Elle les aimait, d'avoir passé. Elles formaient sa cour et sa garde, sa garde contre les séductions de la terre et contre le leurre des temps qui ne sont point encore. Petits corps attendus, annoncés, délivrances sonnées et carillonnées, huiles du baptême en avance et les longues théories de guerriers et de légistes, la maison choisie et sur pied, les cordons d'ordre impatients, tout s'apaise, tout tombe dans le silence: ce n'est qu'une fille,—et une fille qui ne vivra pas. «... Elle ne dit pas un mot au roi, quoiqu'une convulsion lui ait remis la bouche.» Oh! la phrase atroce et belle! grosse de mystère et pure du feu vengeur!
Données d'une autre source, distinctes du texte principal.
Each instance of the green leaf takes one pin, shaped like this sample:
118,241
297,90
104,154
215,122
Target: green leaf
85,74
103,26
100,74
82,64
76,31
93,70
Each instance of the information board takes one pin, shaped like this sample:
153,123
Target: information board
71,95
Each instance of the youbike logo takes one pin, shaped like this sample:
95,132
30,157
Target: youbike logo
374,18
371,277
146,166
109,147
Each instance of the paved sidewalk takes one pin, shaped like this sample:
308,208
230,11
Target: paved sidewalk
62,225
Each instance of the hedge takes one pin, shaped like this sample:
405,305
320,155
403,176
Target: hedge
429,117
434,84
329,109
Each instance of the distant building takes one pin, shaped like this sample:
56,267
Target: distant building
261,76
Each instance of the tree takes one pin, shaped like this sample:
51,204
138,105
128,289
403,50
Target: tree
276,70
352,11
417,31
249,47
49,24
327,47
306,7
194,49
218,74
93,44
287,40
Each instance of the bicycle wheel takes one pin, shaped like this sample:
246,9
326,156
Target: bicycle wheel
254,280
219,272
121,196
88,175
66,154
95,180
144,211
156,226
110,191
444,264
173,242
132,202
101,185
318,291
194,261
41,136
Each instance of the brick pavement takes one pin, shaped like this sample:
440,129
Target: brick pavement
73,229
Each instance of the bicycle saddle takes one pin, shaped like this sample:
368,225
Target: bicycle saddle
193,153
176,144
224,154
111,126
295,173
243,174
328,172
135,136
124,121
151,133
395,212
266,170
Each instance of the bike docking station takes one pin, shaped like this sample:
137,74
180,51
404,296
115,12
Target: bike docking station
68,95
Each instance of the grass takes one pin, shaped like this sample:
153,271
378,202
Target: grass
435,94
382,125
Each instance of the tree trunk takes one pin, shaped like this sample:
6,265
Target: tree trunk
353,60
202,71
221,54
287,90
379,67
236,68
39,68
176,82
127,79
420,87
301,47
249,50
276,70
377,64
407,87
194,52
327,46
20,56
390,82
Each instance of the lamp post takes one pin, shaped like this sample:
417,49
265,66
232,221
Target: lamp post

Toute revendication, toute colère, toute damnation s'inscrivent, profondément, en ce silence. Le père se soumet, pleure, oublie qu'il est roi. La petite a le pas sur lui puisqu'elle meurt; elle est plus que lui, puisqu'elle est laide,—de par lui.
Et la grande-duchesse se demanda si sa petite fille, à elle, viendrait au monde, et si elle lui en voudrait d'être laide. Car ce ne pouvait être un garçon: la nature ne voulait pas faire cette injure à sa race et à la race des rois. Une petite fille, c'est le péché: le mâle, c'est le crime. Le bâtard, c'est le fléau du droit divin, c'est la chair de hasard armée contre le sacrement, c'est la guerre, c'est le parricide. Le bâtard, c'est l'invasion et la révolte. Elle n'avait pas de royaume: elle ne pouvait pas être punie d'un fils.
Un fils d'un tel père!
Père! Elle avait la tentation de sourire parmi ses tortures, à l'idée que ce nom de père allait à Antony. Il lui semblait de plus en plus jeune: c'était un camarade pour le petit être attendu, un compagnon de jeux, de jeux tristes, un frère de misère. Et il était le père, la source de vie, le principe de vie: il devait aide et protection à son enfant et à la mère de son enfant! Abîme d'ironie! Elle l'imagina courbé sur des ouvrages serviles, sans espoir et sans désir, ou possédé de sa fureur sociale et de son délire d'amour. Bientôt elle ne put plus songer. Elle avait mal. Horriblement ses entrailles lui pesaient et la tiraient. Elle était singulièrement malheureuse. Tout lui manquait, tout l'abandonnait: elle n'était plus que son mal. Elle avait fait ouvrir la fenêtre: il lui fallait un peu de mer, l'idée de la mer pour qu'elle se sentît moins seule et moins bas. Antony la fuyait: elle savait qu'il sortait pour pleurer et qu'il pleurait sans fin. Elle regardait devant soi, n'ayant besoin de rien que d'espace, d'immensité, du halo et du cauchemar lucide qui s'agriffe à la nature lorsqu'on l'a assez vue pour entrer dans son secret. Elle respirait la mer avant que de l'apercevoir. La mer montait vers elle et lui venait aux lèvres comme un lait d'au-delà: c'était du sang d'opale et des larmes d'améthyste, de la consolation et un surcroît de mélancolie, de la perle infinie et tragique—et l'âme lumineuse de la mort. Elle lui ramenait le souvenir de celui qui avait été l'hôte de sa détresse seulement, de cet empereur qui avait parlé et qui s'en était allé après l'avoir soignée quelques instants. Elle n'ignorait pas qu'il ne l'avait pas oubliée. Et elle avait songé à lui, désespérément.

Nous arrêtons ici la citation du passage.